11.17.2008

Living my Lonely Little Life....



It snowed for the first time since I have been in Chicago and it made me realize that time has just been flying by. I am almost done with my first semester of Grad school. I will be done before I know it it seems. But as time has been flying by, everyone from my past has been changing. Everyone is growing up and doing the whole relationship thing and I feel like I'm kinda stuck. I don't go out often 'cause I can't afford it; I don't meet many new people out of our program because I feel like it's not worth putting so much time and effort into it and I can't afford it, I'm usually not interested, and I'm scared.... plain and simple, scared. As bad as it sounds, I don't know who to trust and I don't want to get my hopes up to have them shot down... just not my thing. So I'm here with my homework piled in front of me with a cup of Chai tea or coffee to keep me company.
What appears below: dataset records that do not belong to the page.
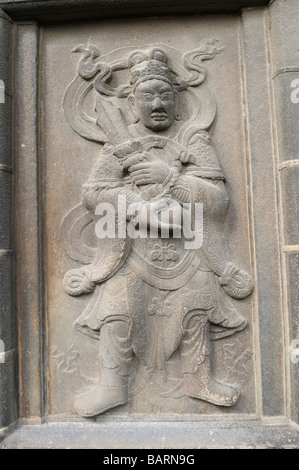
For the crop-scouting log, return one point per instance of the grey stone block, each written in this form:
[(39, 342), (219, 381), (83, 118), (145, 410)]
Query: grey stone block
[(5, 126), (5, 210), (289, 177), (284, 34), (287, 114), (117, 435), (5, 41), (292, 264), (7, 391), (7, 320)]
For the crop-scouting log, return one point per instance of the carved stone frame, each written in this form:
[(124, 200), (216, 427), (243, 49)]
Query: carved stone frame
[(23, 371)]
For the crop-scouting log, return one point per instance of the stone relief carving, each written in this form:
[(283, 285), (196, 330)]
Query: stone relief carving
[(155, 302)]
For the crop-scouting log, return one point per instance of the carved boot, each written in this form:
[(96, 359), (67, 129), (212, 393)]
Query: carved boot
[(115, 358), (204, 386), (111, 391)]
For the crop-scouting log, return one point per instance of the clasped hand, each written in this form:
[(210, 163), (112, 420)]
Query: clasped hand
[(145, 169)]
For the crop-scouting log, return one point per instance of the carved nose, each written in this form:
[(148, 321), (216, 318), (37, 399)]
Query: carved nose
[(157, 103)]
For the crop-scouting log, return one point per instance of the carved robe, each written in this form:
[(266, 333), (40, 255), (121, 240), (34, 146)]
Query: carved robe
[(168, 295)]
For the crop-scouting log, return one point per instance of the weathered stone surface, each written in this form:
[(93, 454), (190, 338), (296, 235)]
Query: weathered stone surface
[(5, 126), (286, 89), (290, 197), (59, 148), (5, 210), (8, 408), (167, 435), (7, 319), (284, 35)]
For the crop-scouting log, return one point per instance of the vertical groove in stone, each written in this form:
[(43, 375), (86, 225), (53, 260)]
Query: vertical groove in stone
[(27, 215), (285, 73), (7, 336), (264, 211)]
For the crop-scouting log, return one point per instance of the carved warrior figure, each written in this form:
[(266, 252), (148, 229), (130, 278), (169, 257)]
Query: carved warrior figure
[(151, 298)]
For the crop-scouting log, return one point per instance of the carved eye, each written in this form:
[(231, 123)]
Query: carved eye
[(166, 96), (148, 96)]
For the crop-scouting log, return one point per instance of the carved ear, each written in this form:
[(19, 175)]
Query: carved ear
[(132, 106), (176, 101)]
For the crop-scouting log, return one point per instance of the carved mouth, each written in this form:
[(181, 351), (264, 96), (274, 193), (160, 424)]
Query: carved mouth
[(159, 116)]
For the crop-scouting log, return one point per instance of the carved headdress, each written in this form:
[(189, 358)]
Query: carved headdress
[(100, 74), (153, 64)]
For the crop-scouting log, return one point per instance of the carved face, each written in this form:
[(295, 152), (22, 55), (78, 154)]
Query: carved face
[(154, 104)]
I guess that's alright for the most part; I have been getting out there more and I really am starting to fall in love with this city.....maybe that's the only relationship that matters right now, well that and Homework loves to butt in too :D

At least the Packers won against the Bears today..... lol.

1 comment:

Anonymous said...

UM what about the fantastic relationship you have with your lovely ROOMMATE?? huh? :) does not our relationship matter? does it not? omg i'll do anything to procrastinate. even write annoying comments on your blog. you are so lucky.